Simple calculations lead to :

$f'(x)=xf(x)-1$

$f''(x)=(x^2+1)f(x)-x$

$f''(x)f(x)-f'(x)^2=f(x)^2+xf(x)-1$

Hence, in order to prove $(\star)$, it is sufficient to prove that :

$$\forall x>0,f(x)\ge\frac12\left(\sqrt{x^2+4}-x\right)$$

and I didn't find any way to show this last inequality.

Answer 1

We need to prove that, for all $x> 0$, $$\mathrm{e}^{x^2/2}\int_x^{\infty}\mathrm{e}^{-t^2/2}\, \mathrm{d} t \ge \frac12\left(\sqrt{x^2+4}-x\right)$$ or $$g(x) := \int_x^{\infty}\mathrm{e}^{-t^2/2}\, \mathrm{d} t - \mathrm{e}^{-x^2/2}\cdot \frac12\left(\sqrt{x^2+4}-x\right) \ge 0.$$

We have $$g'(x) = \mathrm{e}^{-x^2/2}\left(\frac{x^3 + 3x}{2\sqrt{x^2+4}} - \frac{1 + x^2}{2}\right) < 0, \quad \forall x > 0.$$ Also, we have $\lim_{x\to \infty} g(x) = 0$. Thus, $g(x) \ge 0$ for all $x \ge 0$.

We are done.

Answer 2

OP's function $f(x)$ is not some "function defined by an integral" but the well-known Mills ratio for the Normal distribution:

$$f(x) =e^{x^2/2}\int_x^{+\infty}e^{-t^2/2}dt = \frac{\int_x^{+\infty}\frac{1}{\sqrt{2 \pi}}e^{-t^2/2}dt}{\frac{1}{\sqrt{2 \pi}}e^{-x^2/2}}$$ $$=\frac{1-\Phi(x)}{\phi(x)}=\frac{\Phi(-x)}{\phi(x)} \equiv m(x),$$

where $\Phi$ is the Normal distribution function and $\phi$ is the Normal density, $\Phi'(x) = \phi(x)$.
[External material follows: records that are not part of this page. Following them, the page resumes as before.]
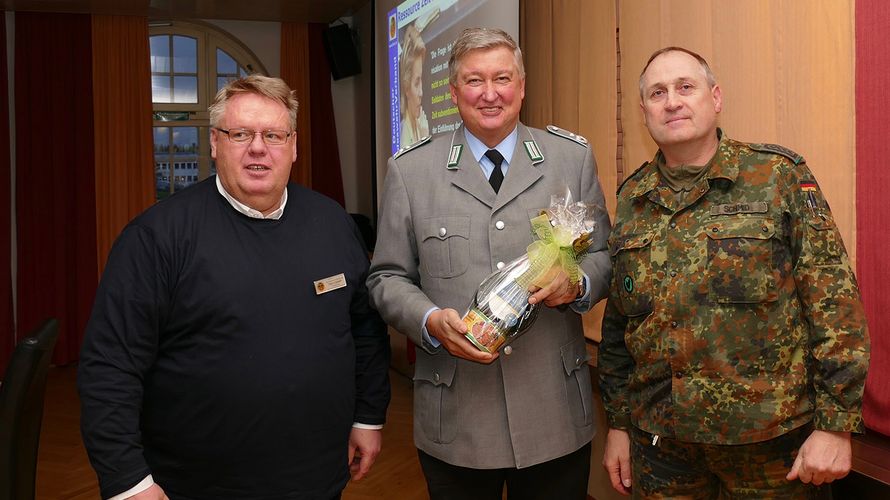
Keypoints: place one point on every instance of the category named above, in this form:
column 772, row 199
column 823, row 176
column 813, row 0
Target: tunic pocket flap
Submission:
column 629, row 242
column 574, row 355
column 752, row 228
column 443, row 228
column 438, row 371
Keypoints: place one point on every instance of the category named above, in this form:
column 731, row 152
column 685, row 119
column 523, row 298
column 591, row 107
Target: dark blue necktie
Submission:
column 497, row 175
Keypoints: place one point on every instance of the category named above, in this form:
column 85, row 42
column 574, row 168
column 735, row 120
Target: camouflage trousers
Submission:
column 676, row 469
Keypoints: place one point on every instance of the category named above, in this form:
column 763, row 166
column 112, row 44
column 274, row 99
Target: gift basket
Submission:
column 500, row 311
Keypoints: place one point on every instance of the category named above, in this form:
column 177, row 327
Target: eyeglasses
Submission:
column 243, row 135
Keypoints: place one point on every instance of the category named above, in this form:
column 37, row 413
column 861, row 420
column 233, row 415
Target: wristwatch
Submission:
column 581, row 289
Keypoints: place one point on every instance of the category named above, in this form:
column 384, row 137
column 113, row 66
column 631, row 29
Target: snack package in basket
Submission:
column 500, row 311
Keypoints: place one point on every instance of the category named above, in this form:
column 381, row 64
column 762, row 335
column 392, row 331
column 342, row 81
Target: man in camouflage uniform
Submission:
column 734, row 347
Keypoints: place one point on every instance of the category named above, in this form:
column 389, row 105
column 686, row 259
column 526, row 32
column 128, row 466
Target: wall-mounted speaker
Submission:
column 342, row 53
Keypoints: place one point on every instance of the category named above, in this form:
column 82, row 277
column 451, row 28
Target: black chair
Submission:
column 21, row 411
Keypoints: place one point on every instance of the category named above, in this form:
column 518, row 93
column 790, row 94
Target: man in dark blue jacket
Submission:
column 232, row 352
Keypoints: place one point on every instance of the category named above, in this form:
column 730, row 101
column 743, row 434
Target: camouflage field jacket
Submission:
column 733, row 317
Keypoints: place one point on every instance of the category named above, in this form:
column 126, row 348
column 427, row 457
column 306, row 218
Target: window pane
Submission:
column 162, row 156
column 160, row 53
column 185, row 54
column 185, row 166
column 225, row 65
column 160, row 88
column 185, row 89
column 222, row 80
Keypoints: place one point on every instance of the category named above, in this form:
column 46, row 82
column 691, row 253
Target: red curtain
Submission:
column 55, row 179
column 327, row 178
column 7, row 334
column 872, row 215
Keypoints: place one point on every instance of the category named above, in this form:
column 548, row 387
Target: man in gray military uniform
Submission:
column 456, row 208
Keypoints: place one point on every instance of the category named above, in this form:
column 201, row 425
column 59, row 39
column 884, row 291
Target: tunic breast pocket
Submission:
column 740, row 261
column 633, row 272
column 445, row 246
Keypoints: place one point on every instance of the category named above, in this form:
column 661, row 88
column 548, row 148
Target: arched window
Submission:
column 190, row 62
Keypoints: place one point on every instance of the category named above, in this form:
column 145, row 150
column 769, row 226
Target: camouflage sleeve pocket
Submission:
column 631, row 254
column 740, row 260
column 824, row 240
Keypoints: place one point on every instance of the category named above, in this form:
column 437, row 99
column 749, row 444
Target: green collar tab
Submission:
column 533, row 152
column 454, row 156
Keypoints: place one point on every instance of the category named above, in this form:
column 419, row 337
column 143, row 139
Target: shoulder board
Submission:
column 779, row 150
column 553, row 129
column 409, row 147
column 629, row 176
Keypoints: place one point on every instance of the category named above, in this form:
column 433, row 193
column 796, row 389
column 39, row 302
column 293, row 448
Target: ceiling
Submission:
column 316, row 11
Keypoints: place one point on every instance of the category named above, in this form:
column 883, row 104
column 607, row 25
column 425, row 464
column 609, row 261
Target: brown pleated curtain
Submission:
column 305, row 69
column 83, row 159
column 7, row 334
column 122, row 120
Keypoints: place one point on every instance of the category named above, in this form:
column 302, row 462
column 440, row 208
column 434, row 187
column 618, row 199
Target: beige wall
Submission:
column 786, row 70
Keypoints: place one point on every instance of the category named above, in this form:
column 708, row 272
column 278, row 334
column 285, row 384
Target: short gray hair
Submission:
column 709, row 75
column 272, row 88
column 481, row 39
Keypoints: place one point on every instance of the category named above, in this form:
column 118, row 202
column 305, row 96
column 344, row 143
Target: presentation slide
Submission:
column 420, row 34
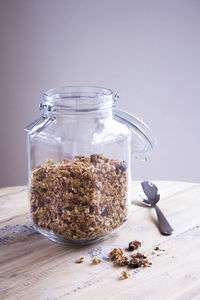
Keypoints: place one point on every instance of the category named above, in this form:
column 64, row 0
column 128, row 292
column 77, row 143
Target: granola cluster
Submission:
column 79, row 199
column 117, row 255
column 136, row 260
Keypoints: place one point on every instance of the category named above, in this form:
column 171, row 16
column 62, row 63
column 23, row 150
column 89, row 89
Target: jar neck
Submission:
column 67, row 116
column 79, row 100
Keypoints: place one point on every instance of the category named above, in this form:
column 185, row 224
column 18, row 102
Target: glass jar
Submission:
column 79, row 160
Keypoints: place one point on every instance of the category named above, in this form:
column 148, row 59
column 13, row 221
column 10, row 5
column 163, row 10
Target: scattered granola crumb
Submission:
column 139, row 260
column 157, row 248
column 125, row 275
column 80, row 260
column 117, row 255
column 134, row 245
column 135, row 263
column 96, row 260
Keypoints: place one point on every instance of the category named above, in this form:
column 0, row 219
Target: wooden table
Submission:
column 32, row 267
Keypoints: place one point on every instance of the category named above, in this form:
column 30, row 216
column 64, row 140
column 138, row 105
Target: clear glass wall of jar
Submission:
column 79, row 156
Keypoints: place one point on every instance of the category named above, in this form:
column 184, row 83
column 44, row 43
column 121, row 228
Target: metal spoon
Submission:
column 149, row 194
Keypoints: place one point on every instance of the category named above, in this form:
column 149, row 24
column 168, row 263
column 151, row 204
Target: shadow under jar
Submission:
column 79, row 158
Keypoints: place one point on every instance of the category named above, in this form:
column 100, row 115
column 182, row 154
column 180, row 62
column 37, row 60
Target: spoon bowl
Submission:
column 150, row 196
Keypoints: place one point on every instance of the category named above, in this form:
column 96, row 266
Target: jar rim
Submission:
column 80, row 98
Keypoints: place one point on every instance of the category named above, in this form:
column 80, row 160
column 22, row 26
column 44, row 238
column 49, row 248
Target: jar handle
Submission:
column 142, row 132
column 43, row 121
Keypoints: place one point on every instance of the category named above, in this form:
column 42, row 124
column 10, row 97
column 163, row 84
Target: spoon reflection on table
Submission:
column 149, row 193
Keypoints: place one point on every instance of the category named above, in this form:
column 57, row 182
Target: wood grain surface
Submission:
column 32, row 267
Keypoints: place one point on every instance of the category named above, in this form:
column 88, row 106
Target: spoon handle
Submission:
column 164, row 225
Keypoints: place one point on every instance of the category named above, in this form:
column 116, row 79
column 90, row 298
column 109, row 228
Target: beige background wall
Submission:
column 148, row 51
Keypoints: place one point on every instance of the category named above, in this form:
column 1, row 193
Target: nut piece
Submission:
column 139, row 260
column 125, row 275
column 135, row 263
column 134, row 245
column 156, row 248
column 116, row 252
column 139, row 255
column 80, row 260
column 117, row 255
column 96, row 260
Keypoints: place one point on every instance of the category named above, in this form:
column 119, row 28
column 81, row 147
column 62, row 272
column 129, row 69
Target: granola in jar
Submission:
column 79, row 199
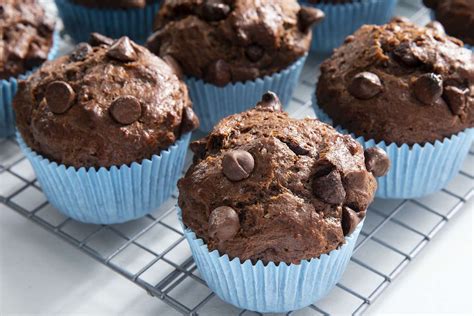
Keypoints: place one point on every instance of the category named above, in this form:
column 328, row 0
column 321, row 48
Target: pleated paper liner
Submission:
column 342, row 20
column 8, row 90
column 110, row 195
column 270, row 288
column 212, row 103
column 79, row 21
column 417, row 170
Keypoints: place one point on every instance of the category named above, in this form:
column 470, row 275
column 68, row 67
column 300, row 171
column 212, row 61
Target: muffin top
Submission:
column 223, row 41
column 457, row 17
column 115, row 4
column 26, row 36
column 264, row 186
column 107, row 103
column 399, row 83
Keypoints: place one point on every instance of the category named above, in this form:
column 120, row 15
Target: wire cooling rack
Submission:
column 152, row 253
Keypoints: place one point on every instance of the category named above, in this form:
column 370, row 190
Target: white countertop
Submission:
column 39, row 273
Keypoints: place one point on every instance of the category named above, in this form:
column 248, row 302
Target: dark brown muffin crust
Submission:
column 115, row 4
column 103, row 105
column 399, row 83
column 267, row 187
column 223, row 41
column 457, row 17
column 26, row 36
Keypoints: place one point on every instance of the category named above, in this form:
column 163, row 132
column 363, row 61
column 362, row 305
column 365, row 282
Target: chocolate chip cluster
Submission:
column 223, row 41
column 399, row 83
column 267, row 187
column 110, row 102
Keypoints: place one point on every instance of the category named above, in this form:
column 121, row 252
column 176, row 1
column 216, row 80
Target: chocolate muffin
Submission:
column 107, row 103
column 457, row 17
column 330, row 1
column 26, row 36
column 115, row 4
column 399, row 83
column 264, row 186
column 232, row 40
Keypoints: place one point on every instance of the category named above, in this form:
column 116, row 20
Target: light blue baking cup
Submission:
column 110, row 195
column 271, row 288
column 8, row 90
column 212, row 103
column 79, row 21
column 342, row 20
column 418, row 170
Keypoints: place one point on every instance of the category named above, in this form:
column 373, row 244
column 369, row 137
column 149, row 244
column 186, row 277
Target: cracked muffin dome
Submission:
column 457, row 17
column 399, row 83
column 107, row 103
column 264, row 186
column 26, row 36
column 115, row 4
column 223, row 41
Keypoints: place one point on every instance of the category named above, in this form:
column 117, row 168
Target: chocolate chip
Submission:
column 436, row 26
column 431, row 3
column 97, row 39
column 81, row 52
column 376, row 161
column 254, row 52
column 327, row 186
column 400, row 19
column 218, row 73
column 126, row 109
column 237, row 165
column 122, row 50
column 296, row 147
column 349, row 39
column 349, row 220
column 189, row 120
column 428, row 88
column 223, row 223
column 153, row 43
column 59, row 96
column 360, row 186
column 199, row 148
column 307, row 17
column 270, row 101
column 214, row 10
column 456, row 98
column 365, row 85
column 174, row 65
column 404, row 53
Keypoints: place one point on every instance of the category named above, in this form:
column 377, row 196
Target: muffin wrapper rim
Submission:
column 418, row 170
column 270, row 288
column 80, row 21
column 110, row 195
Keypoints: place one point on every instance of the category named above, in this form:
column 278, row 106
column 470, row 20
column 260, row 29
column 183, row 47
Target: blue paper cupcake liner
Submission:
column 79, row 21
column 342, row 20
column 110, row 195
column 270, row 288
column 8, row 90
column 418, row 170
column 212, row 103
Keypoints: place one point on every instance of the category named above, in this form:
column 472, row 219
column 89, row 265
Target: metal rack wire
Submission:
column 152, row 253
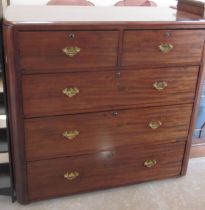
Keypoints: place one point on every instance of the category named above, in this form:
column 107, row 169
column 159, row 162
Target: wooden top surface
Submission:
column 82, row 14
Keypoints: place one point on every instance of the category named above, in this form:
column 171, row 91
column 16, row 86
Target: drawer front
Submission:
column 57, row 51
column 57, row 94
column 160, row 47
column 87, row 133
column 65, row 176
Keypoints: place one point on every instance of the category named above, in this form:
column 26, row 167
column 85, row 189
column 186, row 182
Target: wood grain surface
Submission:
column 103, row 131
column 42, row 51
column 141, row 48
column 98, row 91
column 103, row 169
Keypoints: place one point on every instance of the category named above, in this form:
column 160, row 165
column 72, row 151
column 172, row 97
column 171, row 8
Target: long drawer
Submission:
column 87, row 133
column 59, row 94
column 54, row 51
column 65, row 176
column 162, row 47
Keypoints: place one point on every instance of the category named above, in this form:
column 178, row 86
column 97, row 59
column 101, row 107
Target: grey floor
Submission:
column 186, row 193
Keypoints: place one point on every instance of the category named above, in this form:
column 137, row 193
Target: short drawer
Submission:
column 66, row 93
column 162, row 47
column 87, row 133
column 56, row 51
column 57, row 177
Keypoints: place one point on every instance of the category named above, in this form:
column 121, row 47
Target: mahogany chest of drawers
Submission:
column 99, row 104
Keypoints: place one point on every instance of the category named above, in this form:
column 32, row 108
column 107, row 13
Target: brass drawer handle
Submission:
column 70, row 176
column 71, row 51
column 70, row 92
column 71, row 134
column 150, row 163
column 155, row 124
column 160, row 85
column 165, row 48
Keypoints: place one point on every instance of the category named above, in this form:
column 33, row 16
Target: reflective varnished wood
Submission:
column 104, row 131
column 142, row 48
column 104, row 169
column 100, row 91
column 43, row 51
column 120, row 112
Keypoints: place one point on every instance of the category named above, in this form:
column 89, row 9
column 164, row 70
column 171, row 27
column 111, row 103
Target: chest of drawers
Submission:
column 99, row 104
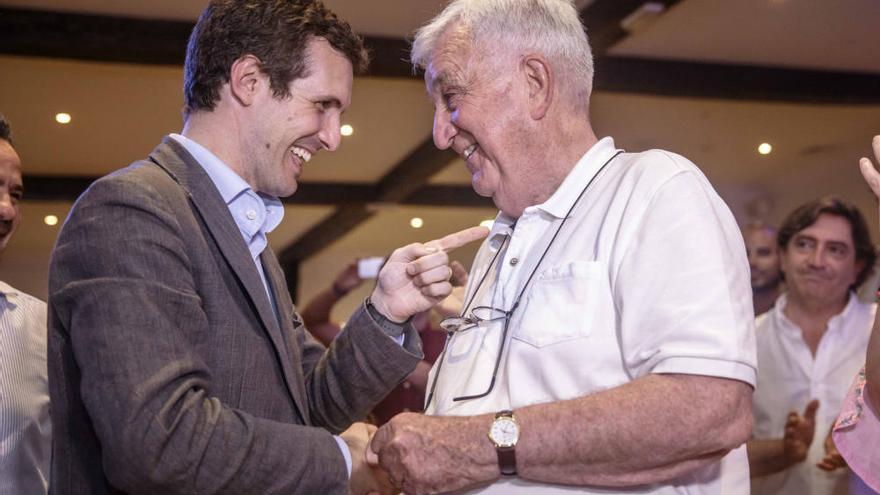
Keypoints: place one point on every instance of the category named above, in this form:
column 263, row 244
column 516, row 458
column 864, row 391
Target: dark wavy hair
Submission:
column 807, row 214
column 275, row 31
column 5, row 130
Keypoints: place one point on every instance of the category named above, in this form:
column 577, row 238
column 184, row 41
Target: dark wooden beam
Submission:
column 99, row 38
column 402, row 182
column 602, row 19
column 443, row 195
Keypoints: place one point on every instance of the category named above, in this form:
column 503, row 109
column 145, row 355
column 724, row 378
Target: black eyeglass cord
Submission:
column 516, row 302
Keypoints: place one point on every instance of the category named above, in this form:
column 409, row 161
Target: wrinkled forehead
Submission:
column 453, row 56
column 828, row 227
column 10, row 163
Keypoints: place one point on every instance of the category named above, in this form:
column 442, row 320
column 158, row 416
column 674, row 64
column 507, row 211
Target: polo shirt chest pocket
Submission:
column 562, row 304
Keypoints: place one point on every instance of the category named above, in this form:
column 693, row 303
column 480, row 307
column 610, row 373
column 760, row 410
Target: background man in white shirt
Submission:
column 25, row 428
column 810, row 345
column 763, row 255
column 609, row 308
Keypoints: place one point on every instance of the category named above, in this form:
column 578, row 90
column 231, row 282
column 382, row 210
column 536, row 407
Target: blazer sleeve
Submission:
column 123, row 288
column 360, row 368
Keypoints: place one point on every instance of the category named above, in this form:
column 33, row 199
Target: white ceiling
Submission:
column 816, row 146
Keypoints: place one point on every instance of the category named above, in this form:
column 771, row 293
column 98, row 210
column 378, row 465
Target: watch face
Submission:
column 504, row 432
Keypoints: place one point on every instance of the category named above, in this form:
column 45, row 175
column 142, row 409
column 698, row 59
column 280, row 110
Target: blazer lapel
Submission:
column 275, row 277
column 182, row 167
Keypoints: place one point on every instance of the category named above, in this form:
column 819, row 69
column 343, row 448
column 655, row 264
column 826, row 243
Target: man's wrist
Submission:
column 345, row 453
column 391, row 328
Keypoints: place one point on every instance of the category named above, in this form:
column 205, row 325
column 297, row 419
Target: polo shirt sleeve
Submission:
column 682, row 285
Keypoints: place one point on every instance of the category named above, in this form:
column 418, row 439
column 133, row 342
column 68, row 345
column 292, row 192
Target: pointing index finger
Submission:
column 458, row 239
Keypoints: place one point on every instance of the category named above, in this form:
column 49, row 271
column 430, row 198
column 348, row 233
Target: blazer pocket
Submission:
column 561, row 305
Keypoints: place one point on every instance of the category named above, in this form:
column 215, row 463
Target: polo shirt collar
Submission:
column 584, row 170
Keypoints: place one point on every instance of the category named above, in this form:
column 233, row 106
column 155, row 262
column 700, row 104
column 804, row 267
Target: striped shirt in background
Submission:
column 25, row 428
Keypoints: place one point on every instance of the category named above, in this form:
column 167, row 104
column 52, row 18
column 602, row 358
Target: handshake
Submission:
column 367, row 478
column 415, row 454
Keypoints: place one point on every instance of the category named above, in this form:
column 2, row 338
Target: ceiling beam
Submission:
column 402, row 182
column 602, row 19
column 100, row 38
column 734, row 82
column 145, row 41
Various results have been established over the years for the Normal Mills ratio. In particular,

Birnbaum, Z. W. (1942). "An inequality for Mill's ratio". The Annals of Mathematical Statistics, 13(2), 245-246.

proved that

$$m(x) \geq \frac{\sqrt{x^2+4} - x}{2},$$

...which is exactly what is needed for log-convexity of $m(x)$.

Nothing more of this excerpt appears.